包丁もろくにもったことなく、米の炊き方もわからない僕が飲食の仕事をはじめました。
毎朝キャベツを6ケースくらい牛刀でものすごい勢いで切っていたので、千切りはそれなりに上手くなりました。
この高田馬場では大火傷を負ったり本当に苦い思い出ばかりです。
飲食の経験がまったくない40歳をすぎたおじさんだから、本当にスタッフ全員にバカにされてたと思います。

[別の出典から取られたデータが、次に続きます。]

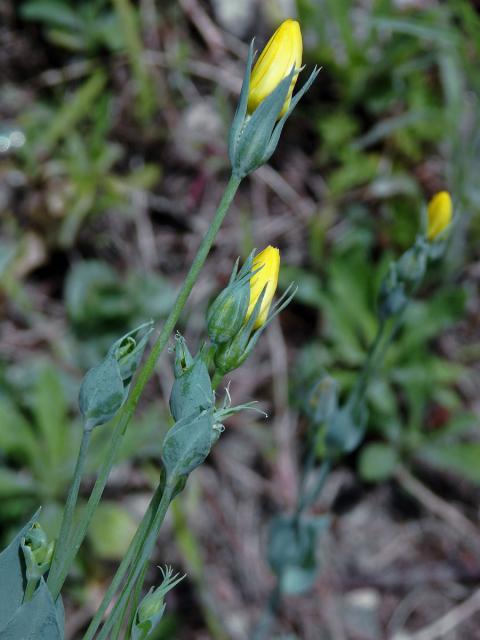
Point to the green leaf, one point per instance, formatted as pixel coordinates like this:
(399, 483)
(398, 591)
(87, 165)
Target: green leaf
(38, 619)
(292, 548)
(12, 582)
(377, 462)
(50, 410)
(16, 436)
(52, 12)
(111, 531)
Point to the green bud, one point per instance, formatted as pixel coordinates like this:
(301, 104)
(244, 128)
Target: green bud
(105, 387)
(37, 552)
(233, 354)
(412, 264)
(227, 312)
(192, 390)
(188, 443)
(151, 609)
(128, 351)
(392, 297)
(254, 138)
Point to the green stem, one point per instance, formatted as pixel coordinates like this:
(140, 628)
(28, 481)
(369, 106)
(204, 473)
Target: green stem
(121, 422)
(217, 378)
(132, 552)
(139, 563)
(137, 595)
(30, 589)
(368, 366)
(69, 510)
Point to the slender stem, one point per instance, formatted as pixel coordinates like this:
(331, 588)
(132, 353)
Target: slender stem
(137, 594)
(138, 565)
(122, 420)
(217, 378)
(366, 371)
(132, 551)
(68, 512)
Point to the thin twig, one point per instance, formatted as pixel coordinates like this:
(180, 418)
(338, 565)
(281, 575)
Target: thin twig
(439, 507)
(446, 623)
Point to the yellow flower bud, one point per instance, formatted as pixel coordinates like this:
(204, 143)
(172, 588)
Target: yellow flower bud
(439, 213)
(282, 53)
(268, 264)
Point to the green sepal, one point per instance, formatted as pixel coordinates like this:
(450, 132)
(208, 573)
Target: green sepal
(128, 350)
(392, 297)
(105, 387)
(12, 574)
(275, 137)
(38, 619)
(188, 443)
(192, 390)
(231, 355)
(258, 128)
(241, 112)
(102, 393)
(227, 313)
(37, 553)
(152, 607)
(292, 545)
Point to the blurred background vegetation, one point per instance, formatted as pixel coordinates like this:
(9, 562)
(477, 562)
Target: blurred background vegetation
(113, 124)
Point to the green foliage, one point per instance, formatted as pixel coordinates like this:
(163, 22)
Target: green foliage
(377, 462)
(37, 619)
(86, 27)
(39, 444)
(292, 551)
(11, 565)
(101, 303)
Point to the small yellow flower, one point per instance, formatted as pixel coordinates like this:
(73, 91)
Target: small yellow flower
(268, 263)
(283, 51)
(439, 213)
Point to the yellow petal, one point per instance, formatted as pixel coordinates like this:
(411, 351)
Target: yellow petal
(268, 263)
(282, 52)
(439, 213)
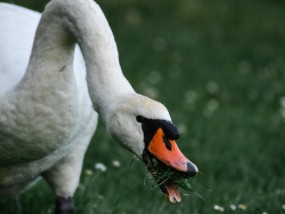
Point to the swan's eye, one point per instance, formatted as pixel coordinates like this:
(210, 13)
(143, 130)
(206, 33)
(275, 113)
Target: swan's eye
(140, 119)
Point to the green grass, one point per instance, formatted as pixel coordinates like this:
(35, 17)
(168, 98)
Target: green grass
(219, 67)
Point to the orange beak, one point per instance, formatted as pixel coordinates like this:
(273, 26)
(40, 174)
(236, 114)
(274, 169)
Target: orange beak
(168, 152)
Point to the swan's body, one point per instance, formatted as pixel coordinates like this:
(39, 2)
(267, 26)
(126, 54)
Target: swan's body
(38, 127)
(47, 116)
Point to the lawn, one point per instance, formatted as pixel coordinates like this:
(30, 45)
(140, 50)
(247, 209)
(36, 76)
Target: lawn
(219, 67)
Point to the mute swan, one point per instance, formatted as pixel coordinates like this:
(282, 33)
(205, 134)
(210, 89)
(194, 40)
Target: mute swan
(48, 97)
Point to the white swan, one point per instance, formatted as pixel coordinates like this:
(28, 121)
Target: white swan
(46, 105)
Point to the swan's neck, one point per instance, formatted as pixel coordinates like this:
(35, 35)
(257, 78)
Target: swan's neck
(66, 22)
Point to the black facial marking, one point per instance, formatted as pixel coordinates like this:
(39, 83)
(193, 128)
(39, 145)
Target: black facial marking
(167, 143)
(150, 127)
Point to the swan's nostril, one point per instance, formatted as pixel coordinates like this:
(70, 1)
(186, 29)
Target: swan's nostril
(192, 170)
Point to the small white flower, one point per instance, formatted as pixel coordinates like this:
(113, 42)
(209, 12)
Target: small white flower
(116, 163)
(88, 172)
(190, 97)
(154, 77)
(233, 207)
(212, 87)
(218, 208)
(100, 166)
(242, 207)
(282, 102)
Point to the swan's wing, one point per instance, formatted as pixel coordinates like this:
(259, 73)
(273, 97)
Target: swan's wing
(17, 27)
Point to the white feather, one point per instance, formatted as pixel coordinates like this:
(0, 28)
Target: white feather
(46, 105)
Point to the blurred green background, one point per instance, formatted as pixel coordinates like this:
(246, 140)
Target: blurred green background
(219, 67)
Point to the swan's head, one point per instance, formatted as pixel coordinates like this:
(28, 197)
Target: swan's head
(144, 126)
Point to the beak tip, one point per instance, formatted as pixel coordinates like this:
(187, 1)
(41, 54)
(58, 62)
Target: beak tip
(192, 169)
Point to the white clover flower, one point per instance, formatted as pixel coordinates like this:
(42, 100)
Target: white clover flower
(116, 163)
(282, 102)
(242, 207)
(233, 207)
(190, 97)
(88, 172)
(154, 77)
(218, 208)
(212, 87)
(100, 166)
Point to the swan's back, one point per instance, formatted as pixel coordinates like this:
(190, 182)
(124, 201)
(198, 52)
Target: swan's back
(19, 25)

そこでは自分のいままでのキャリアなど何一つ役に立ちませんでした。


でもなにか一つ差を付けたいと思い、店のメニューの価格を全部覚えたんです。
少し古いタイプのレジだったので、メニューの価格を覚えているとレジ対応がめちゃくちゃ早いのです。
正直鉄板の修業においてどうでも良いことですが、それ一つやっただけで周囲のスタッフたちの反応がまったく違いました。


あと忘れられないのは、もうなんといってもI店長の存在かな。本当にどうしようもないやつでした。

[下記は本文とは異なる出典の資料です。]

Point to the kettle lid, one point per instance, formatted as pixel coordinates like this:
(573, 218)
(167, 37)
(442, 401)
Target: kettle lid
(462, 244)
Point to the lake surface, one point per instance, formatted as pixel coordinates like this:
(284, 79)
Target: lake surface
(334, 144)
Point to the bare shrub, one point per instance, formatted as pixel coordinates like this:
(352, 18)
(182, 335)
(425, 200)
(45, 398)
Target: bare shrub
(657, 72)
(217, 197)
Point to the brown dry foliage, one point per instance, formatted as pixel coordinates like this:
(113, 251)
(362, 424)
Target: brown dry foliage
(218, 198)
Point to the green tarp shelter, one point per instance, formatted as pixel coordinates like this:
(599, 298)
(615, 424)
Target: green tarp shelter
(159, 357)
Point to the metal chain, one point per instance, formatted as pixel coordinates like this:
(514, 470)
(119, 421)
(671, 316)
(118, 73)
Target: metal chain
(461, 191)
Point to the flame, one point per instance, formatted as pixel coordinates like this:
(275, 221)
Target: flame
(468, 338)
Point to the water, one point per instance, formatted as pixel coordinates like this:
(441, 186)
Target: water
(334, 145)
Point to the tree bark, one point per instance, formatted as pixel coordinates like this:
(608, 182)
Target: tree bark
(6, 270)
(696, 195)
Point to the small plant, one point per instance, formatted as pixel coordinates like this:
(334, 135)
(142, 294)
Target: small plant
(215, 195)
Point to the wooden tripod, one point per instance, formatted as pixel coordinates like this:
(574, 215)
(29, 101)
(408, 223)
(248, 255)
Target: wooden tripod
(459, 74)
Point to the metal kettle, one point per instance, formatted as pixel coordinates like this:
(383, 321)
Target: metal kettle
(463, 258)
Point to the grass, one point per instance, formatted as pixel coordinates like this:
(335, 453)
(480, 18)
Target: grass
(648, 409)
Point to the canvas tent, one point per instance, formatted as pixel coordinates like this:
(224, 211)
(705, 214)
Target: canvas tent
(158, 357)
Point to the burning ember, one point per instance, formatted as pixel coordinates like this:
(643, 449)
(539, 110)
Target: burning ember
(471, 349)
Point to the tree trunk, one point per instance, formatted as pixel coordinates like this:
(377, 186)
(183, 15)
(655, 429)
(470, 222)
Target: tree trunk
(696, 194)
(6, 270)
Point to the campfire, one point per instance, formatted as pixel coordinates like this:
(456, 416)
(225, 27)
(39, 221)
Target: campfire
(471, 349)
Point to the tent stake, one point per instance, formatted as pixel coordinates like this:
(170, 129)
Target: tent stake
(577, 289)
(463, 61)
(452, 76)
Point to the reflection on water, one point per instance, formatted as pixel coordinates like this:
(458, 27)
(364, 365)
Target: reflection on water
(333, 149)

彼との人間関係をずっと頭悩ましてました。でももういっそのこと彼を愛そうと思ったんです。ぎゃくに。
で、彼のためにサプライズで祝ってみたり色々と気をつかいました。
でも彼から返ってきたのは、売上金がなくなった事件の犯人を僕に仕立てるという事でした。まあ、結果犯人はI店長だったのですが。
でも本当に大変な修業期間でしたが人として少し成長できた時間だったのではないでしょうか。知らんけど。